Le marché de fruits de mer mis en cause toujours fermé
La plupart des 44 premiers cas confirmés à Wuhan étaient, on le sait, des vendeurs ou des manutentionnaires liés au marché Huanan. Un an après, le marché soupçonné d'être le berceau de la pandémie est toujours fermé. Les employés sont partis travailler sur un autre marché de gros où nous sommes allées pour tenter de les rencontrer. Mais à peine arrivées, les gardiens nous ont escortées jusque la sortie, les interviews sont interdites. Autour du marché Huanan, il ne reste aujourd’hui que des marchands de lunettes qui attendent les clients, confie une vendeuse :
Les gens ont encore peur de venir ici, tu sais bien ce qu’il y a eu ! N'est-ce pas ? Là, c'étaient les fruits de mer, maintenant, c'est encore fermé. Dans le futur, on ne sait pas ce que ça va devenir.

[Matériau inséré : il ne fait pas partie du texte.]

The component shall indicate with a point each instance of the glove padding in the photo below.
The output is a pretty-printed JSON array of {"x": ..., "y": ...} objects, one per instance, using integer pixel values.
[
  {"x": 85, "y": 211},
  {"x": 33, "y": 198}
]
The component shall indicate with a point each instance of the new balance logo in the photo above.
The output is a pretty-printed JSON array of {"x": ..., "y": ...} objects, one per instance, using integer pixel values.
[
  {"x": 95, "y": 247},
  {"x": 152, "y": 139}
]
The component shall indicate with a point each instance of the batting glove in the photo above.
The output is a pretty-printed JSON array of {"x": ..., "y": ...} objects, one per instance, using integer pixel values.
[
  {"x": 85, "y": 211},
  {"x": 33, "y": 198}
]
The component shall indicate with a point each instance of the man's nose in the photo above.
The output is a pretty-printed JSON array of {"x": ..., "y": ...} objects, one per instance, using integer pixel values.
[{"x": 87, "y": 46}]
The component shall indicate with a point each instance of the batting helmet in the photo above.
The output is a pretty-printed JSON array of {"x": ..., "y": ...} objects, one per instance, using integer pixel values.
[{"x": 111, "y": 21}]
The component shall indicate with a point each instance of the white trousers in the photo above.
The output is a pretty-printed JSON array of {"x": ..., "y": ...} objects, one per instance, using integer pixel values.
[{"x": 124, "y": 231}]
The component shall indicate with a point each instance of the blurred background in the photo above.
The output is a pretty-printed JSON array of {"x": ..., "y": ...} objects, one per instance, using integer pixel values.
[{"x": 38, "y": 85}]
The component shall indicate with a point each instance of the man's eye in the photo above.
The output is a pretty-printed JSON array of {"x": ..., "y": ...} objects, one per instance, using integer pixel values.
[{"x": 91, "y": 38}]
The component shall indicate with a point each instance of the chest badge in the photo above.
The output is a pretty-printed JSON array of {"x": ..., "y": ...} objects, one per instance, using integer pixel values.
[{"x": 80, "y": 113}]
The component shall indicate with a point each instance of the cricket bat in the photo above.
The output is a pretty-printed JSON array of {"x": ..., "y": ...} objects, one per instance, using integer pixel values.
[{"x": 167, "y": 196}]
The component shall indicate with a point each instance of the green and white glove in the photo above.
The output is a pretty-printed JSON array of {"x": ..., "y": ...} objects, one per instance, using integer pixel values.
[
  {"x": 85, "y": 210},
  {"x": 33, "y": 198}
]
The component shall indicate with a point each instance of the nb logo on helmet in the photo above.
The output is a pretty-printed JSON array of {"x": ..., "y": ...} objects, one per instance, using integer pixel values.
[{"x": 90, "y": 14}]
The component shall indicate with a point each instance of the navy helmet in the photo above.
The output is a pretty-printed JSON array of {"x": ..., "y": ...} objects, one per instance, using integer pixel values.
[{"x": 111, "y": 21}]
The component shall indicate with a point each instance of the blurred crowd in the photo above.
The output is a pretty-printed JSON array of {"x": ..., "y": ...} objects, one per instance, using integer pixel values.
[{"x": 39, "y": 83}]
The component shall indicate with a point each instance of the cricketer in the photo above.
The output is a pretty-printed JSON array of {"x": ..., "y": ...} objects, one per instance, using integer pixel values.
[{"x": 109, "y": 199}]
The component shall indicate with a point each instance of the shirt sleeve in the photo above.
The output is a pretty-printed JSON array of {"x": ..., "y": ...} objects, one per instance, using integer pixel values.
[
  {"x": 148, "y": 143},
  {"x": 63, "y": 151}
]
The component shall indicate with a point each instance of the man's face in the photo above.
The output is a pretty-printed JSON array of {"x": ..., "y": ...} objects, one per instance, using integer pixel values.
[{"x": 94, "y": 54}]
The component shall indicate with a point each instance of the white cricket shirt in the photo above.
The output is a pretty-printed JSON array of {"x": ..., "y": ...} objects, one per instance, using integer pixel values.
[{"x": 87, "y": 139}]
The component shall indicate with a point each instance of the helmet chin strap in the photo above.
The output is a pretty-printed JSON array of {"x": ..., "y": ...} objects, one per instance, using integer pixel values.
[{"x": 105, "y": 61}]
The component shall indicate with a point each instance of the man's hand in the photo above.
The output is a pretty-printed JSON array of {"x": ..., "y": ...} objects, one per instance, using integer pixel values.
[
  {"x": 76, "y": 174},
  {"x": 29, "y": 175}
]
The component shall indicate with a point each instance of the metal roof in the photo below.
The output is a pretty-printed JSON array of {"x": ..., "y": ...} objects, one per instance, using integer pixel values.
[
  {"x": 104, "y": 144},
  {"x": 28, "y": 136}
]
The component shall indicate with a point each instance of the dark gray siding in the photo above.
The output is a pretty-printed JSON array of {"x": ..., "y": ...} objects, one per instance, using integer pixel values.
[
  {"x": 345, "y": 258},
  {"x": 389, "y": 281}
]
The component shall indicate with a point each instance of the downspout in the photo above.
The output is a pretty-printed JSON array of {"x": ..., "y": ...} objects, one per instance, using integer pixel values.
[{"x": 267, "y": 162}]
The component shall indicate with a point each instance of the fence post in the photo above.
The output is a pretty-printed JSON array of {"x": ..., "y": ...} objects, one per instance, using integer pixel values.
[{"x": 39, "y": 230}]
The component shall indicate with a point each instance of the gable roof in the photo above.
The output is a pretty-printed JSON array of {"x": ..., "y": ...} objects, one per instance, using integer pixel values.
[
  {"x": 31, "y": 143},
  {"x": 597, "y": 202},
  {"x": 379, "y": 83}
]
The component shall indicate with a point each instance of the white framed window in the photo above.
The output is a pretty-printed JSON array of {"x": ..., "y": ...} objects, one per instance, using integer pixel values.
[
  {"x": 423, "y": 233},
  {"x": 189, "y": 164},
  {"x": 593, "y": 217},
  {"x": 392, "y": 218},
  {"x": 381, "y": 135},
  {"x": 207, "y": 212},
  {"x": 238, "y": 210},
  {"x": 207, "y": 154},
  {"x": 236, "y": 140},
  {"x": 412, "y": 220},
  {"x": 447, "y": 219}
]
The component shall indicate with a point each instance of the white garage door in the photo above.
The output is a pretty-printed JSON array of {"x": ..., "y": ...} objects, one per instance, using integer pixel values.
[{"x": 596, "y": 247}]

"L’épidémie est finie, je ne me fais pas de souci"
Ailleurs dans la ville, la vie a repris car "Il faut bien avancer et gagner de l’argent", résument les familles des victimes.
Wuhan s'est parée de guirlandes pour les fêtes. Des touristes viennent de toute la Chine pour visiter les sites et les musées qui sont gratuits jusqu’à la fin de l’année :
Aujourd’hui, j’ai visité pas mal d’endroits comme la tour de la Grue jaune, demain j’irai au Musée régional du Hubei. L'épidémie est finie, je ne me fais pas de souci.
Mais les images abondamment diffusées d'une jeunesse wuhanaise dansant dans les boîtes de nuit, se heurtent à une autre réalité. Les 11 millions d’habitants continuent de porter le masque alors qu'il n'est plus obligatoire dans la rue.

Tolérance zéro dans les hôpitaux
Les médecins sont sous pression pour garder le contrôle de la situation. Le docteur Yann Zhao, un médecin français d’origine chinoise, dirige le service des urgences de l'hôpital universitaire de Wuhan, il est sur le qui-vive :
Nous sommes extrêmement sous pression parce que dès qu’il y a un personnel médical infecté, là où il travaille, tout le bâtiment ferme. Imaginez qu’un membre de mon équipe attrape le Covid à l’extérieur, mon hôpital fermera quand même. C'est vraiment tolérance zéro. Il est peu probable qu’avec le système de suivi actuel de traçage qu’il puisse y a voir une quelconque deuxième vague.

Wuhan a fini par maitriser l’épidémie mais on ne sait toujours pas comment elle est apparue. L’équipe scientifique internationale de l’OMS est attendue au début de l’année prochaine, les habitants que nous avons rencontrés veulent connaître les causes de cette tragique année 2020.